What is it like operating 100 of these CockroachDB clusters?

That's quite a few, but if production incidents and issues are rare, might not be too big of a headache.

If high QoS or 9's of uptime is required, the upfront investment in thoroughly and effectively monitoring any new service is a significant engineering endeavor.

sean0- · on Nov 9, 2022

At this point, esp with the upcoming 22.2 release, nearly all failure modes are handled on a machine timescale. There used to be some unbounded failure scenarios that you could run into where a human would have to kick a node, but to the best of my knowledge, they have all been resolved, and unplanned failures are bounded to about 10s now.

One of the bigger burdens from large fleets like this is fleet management and maintenance, specifically managing upgrades. If you have a story around that, you're in good shape.

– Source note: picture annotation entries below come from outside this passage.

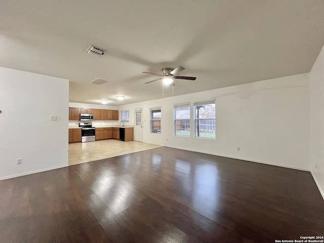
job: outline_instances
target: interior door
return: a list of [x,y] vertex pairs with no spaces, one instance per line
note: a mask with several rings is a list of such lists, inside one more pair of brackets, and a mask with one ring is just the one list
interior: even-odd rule
[[143,108],[136,109],[134,114],[134,140],[143,142]]

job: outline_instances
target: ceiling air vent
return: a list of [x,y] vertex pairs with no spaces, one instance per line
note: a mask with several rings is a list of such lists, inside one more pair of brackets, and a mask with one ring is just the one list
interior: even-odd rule
[[96,57],[101,57],[107,51],[101,49],[98,47],[96,47],[94,46],[90,46],[89,48],[87,49],[86,52],[88,52],[89,54],[93,55]]
[[108,82],[108,80],[104,79],[103,78],[99,78],[97,77],[95,79],[93,79],[90,82],[90,84],[93,84],[94,85],[102,85],[104,84],[106,84]]

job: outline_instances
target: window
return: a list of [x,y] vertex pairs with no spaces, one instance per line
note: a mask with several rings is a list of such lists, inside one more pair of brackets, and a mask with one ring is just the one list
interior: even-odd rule
[[216,138],[215,101],[194,103],[194,136]]
[[174,105],[174,135],[190,136],[190,103]]
[[151,133],[161,133],[161,107],[151,108]]
[[130,122],[130,112],[129,110],[122,110],[120,111],[121,120],[120,122],[125,123],[129,123]]

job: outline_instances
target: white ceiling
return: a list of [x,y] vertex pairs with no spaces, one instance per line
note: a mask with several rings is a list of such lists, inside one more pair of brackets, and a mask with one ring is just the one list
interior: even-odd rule
[[69,79],[70,102],[119,105],[172,96],[144,84],[164,67],[197,77],[173,95],[308,72],[323,16],[323,0],[4,0],[0,66]]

Most of the excitement comes from moving workloads onto crdb from PG, where it's not uncommon to have workloads with right-leaning indexes or workloads. This class of problem is solvable, but it will catch some people by surprise.

At the end of the day, having a database that can absorb punishment from as small as a few dozen QPS up to millions of QPS is a big reliability win, esp with the self-healing characteristics of the database technology.

metadat · on Nov 9, 2022

What kind of work loads and traffic have you been running on it so far?

How does it compare to the overhead and experience of DIY postgres?